For a while women brought us scones or a cake, then one I didn’t know arrived with a dish of chicken and rice, tasting of ginger and spice with chives on top.

It was delicious but for my father it was clearly special.

He told me this dish was the first meal with meat they were given in Asia, at the end of the war.

This was news – our mother’s meat and two veg never included rice.

The following week he went to visit this Mary.

She had apparently been widowed eight years before and he’d helped with probate.

Her husband had been an RSA mate, badly damaged during his war.

Our mother had only been dead several weeks, it didn’t seem right for him to be visiting a lady friend.

My husband on the phone told me to let it go and stop judging. The old man should be entitled to whatever company he could find. Don’t think you should be enough for him.

At dinner that evening my father said he’d been a fool. He could talk to Mary, she’d been through it.

He’d moved out of the bedroom, way back, ashamed of the way he woke himself and our tired mother who needed sleep.

Mary made him see he hadn’t given his wife much of a chance to understand, but then he was a going concern and could cope, while Mary’s man came home wrecked and they had only one child, not four. Four to bring up well was hard work for your mother.

As my father talked more, an unreasonable bubbling anger hit the surface.

He was not one I had been angry with before but suddenly it looked clear that his big silence imposed reticence on all of us.

I was constrained by some misguided belief he needed protection. Fighting distressed him and four children were trained to make no verbal outbursts of fury or jealousy.

There was a lot we did not find a way to shape in words.

Such things were not ours in a good family our mother made clear.

Yet here was my father able to articulate and startle. He talked of the various keys in the ring parties of the ‘50s and how he hadn’t fancied it back then. Though it might have been that he didn’t trust himself.

Now he only wanted women he could talk to – a woman who didn’t gossip.

He seemed at ease with letting me know he’d been, and maybe still was, a sexual being but it was not easy listening for me.

He also let out disconcerting rage at how he’d not fought but put up with his mother-in-law, who was a nasty vindictive gossip.

He called the woman we had to be nice towards, or else, a righteous prig, oblivious to her own cruelty and control, who felt entitled to rule her five middle aged children, imposing herself on each in turn after she was widowed.

How he loathed those long weeks when she stayed and felt entitled to insist things be done her way.

“Why didn’t you say?”

“Before I went to the war there was some hope of harmony.

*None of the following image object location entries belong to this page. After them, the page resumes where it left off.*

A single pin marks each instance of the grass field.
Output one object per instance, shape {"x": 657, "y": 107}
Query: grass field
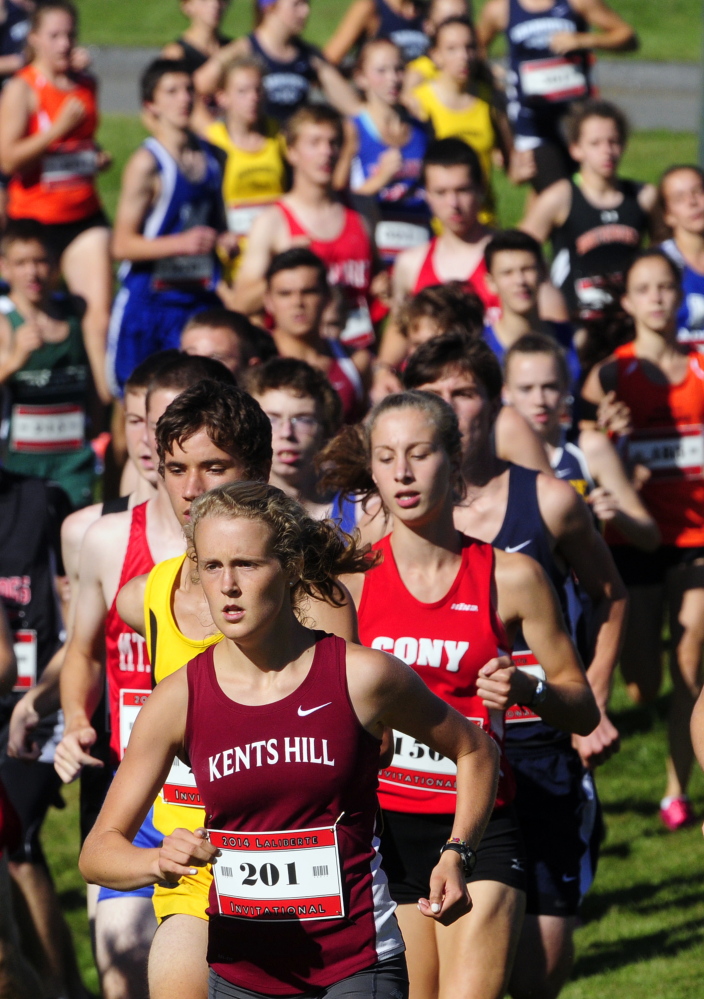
{"x": 644, "y": 919}
{"x": 648, "y": 155}
{"x": 667, "y": 31}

As she was recently widowed, there was sympathy and I foolishly expected she’d become easier not worse.

By the time I got back the pattern was entrenched.

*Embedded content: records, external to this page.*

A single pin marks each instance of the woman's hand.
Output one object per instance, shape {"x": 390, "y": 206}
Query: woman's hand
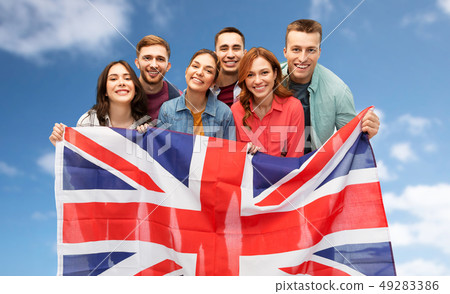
{"x": 252, "y": 148}
{"x": 57, "y": 134}
{"x": 143, "y": 128}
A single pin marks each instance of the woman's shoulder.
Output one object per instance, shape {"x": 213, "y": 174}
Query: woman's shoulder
{"x": 171, "y": 104}
{"x": 88, "y": 119}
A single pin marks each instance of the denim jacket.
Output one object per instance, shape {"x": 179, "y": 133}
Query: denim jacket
{"x": 217, "y": 118}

It would have been one hell of a battle to take her on and I was too tired of having to fight.”

I thought picking up on undercurrents and having some imagination was my strength yet had no idea how he despised my grandmother and the judging women she liked to spend time with when in town.

And what might he be saying of his wife?

He didn’t mention her and I failed to push, though when he eventually died at eighty-eight, he left me with that question of whether he made allowances for our mother because she had learnt from the worst, yet was not as bad?

How often had he told us not to speak ill of others and shared a parental mantra that if we had nothing good to say of someone, we should just keep quiet.

He apparently lived by this, and little did we know his own sharp thoughts or see that silence was another way to shut things down and control.

The last few weeks of his life I moved again to his house, our childhood home.

I managed as my mother had done – my sister had died and my brothers were not much use.

I coped but maybe was still holding a grudge that I did not soften to sink back deep into the connection with him.

Perhaps as he sank out of life, those silences I resented had been put to use against him and against myself.

Or was it lack of courage and fear he’d take me with him if I opened to everything there had been between us – that love and all the memories which would flood me weeks later?